An Illinois appeals court recently affirmed a $700K money judgment for a gas station buyer in a fraud case against the seller.
The plaintiff gas station buyer in Benzakry v. Patel, 2017 IL App(3d) 160162 sued the seller when the station closed only a few months after the sale.
The plaintiff alleged he relied on the seller’s misrepresenting the financial health and trustworthiness of the station tenant which led the plaintiff to go forward with the station purchase. Plaintiff sued for common law and statutory fraud and sought to pierce the corporate veil of the LLC seller.
Affirming judgment for the plaintiff, the Third District discusses, among other things, the piercing the corporate veil remedy, the required evidentiary foundation for business records, the reliance element of fraud and the scope of the consumer fraud statute.
Piercing the Corporate Veil: Triable By Bench or Jury?
The jury pierced the seller LLC’s corporate veil and imposed liability on the lone LLC member.
The Court addressed this issue of first impression on appeal: whether a piercing the corporate veil claim is one for the court or jury. The Court noted a split in Federal authority on the point. In FMC v. Murphree, 632 F.2d 413 (5th Cir. 1980), the 5th Circuit held that a jury could hear a piercing claim while the 7th Circuit reached the opposite result (only a court can try a piercing action) in IFSC v. Chromas Technologies, 356 F.3d 731 (7th Cir. 2004).
The Court declined to follow either case since they applied only Federal procedural law (they were diversity cases). The Court instead looked to Illinois state substantive law for guidance.
Generally, there is no right to a jury trial in equitable claims and piercing the corporate veil is considered an equitable remedy. However, Code Section 2-1111 vests a court with discretion to direct any issue(s) involved in an equitable proceeding to be tried by a jury. The appeals court found that the trial court acted within its discretion in deciding that the piercing claim should be decided by a jury. (¶¶ 29-30)
Consumer fraud – Advertisement on Web = ‘Public Injury’
The Third District reversed the trial court’s directed verdict for the defendants on the plaintiff’s Consumer Fraud Act (CFA) count. Consumer fraud predicated on deceptive practices requires the plaintiff to prove (1) a deceptive act or practice by a defendant, (2) defendant’s intent that the plaintiff rely on the deception, (3) the occurrence of the deception during a course of conduct involving trade or commerce, (4) actual damage to the plaintiff, and (5) damage proximately caused by the deception.
The trial court sided with the defendant on this count since the plaintiff didn’t prove that defendants conduct resulted in injury to the public generally. CFA Section 10a (815 ILCS 505/10a) used to require a plaintiff to prove that a misrepresentation involved trade practice that addressed the market generally. However, a 1990 amendment to the Act changed that. The current version of the Act doesn’t require a plaintiff to show public injury except under limited circumstances.

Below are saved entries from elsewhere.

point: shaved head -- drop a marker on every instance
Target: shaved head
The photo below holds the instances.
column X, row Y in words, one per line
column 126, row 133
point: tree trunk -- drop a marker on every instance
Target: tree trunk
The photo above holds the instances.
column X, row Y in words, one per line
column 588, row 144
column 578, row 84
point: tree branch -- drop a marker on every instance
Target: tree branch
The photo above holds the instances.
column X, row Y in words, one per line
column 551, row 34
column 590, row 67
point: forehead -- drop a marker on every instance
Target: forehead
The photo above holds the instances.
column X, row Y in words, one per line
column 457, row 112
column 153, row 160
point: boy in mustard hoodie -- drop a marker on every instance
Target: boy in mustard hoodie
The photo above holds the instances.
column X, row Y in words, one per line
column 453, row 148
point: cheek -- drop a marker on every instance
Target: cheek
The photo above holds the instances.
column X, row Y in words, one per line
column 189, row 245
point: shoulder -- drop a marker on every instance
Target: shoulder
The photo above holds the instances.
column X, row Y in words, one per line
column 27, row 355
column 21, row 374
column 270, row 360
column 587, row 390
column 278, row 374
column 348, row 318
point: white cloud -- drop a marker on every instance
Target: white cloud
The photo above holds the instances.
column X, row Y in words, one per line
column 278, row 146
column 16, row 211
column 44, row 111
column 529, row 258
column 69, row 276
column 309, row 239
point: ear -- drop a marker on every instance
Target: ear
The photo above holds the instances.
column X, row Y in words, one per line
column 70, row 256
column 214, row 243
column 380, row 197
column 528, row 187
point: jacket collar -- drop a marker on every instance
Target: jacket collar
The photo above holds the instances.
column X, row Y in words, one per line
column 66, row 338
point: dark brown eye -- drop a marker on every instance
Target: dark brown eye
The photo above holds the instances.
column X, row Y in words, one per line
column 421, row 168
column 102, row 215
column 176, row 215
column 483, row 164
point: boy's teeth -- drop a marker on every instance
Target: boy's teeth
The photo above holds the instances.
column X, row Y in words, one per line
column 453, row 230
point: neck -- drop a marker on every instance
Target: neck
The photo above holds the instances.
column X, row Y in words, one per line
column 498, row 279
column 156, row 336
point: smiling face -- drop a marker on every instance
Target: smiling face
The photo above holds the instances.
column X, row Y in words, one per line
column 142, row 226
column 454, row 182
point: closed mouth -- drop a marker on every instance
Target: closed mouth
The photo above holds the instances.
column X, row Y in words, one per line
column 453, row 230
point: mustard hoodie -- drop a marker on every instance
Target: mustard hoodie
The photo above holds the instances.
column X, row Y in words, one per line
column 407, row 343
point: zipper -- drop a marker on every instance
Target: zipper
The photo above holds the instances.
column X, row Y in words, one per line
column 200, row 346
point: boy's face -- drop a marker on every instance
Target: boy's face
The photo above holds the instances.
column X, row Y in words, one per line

Even so, the Court still held that the defendant’s misstating the gas station’s annual fuel and convenience store sales on a generally accessible website constituted a public injury under the CFA.
Going further, the Court construed the CFA broadly by pointing to the statutory inclusion of the works “trade” and “commerce.” This evinced the legislative intent to expand the CFA’s scope. Since defendant’s misrepresentations concerning the tenant were transmitted to the public via advertisements and to the plaintiff through e-mails, the Court viewed this as deceptive conduct involving trade or commerce under the CFA. (¶¶ 81-82)
Computer-Generated Business Records: Document Retention vs. Creation
While it ultimately didn’t matter (the business records were cumulative evidence that didn’t impact the judgment amount), the Court found that bank statements offered into evidence did not meet the test for admissibility under Illinois evidence rules.
The proponent of computer-generated business records must show (1) the equipment that created a document is recognized as standard, and (2) the computer entries were made in the regular course of business at or reasonably near the happening of the event recorded.
Showing “mere retention” of a document isn’t enough: the offering party must produce evidence of a document’s creation to satisfy the business records admissibility standard. Here, the plaintiff failed to offer foundational testimony concerning the creation of the seller’s bank statements and those statements shouldn’t have been admitted into evidence.
Take-aways:
1/ The Court has discretion to order that an equitable piercing the corporate veil claim be tried to a jury;
2/ Inadequate capitalization, non-functioning shareholders and commingling of funds are badges of fraud or injustice sufficient to support a piercing the corporate veil remedy;
3/ Computer-generated business records proponent must offer foundational testimony of a document’s creation to get the records in over a hearsay objection;
4/ False advertising data on a public website can constitute a deceptive practice under the consumer fraud statute.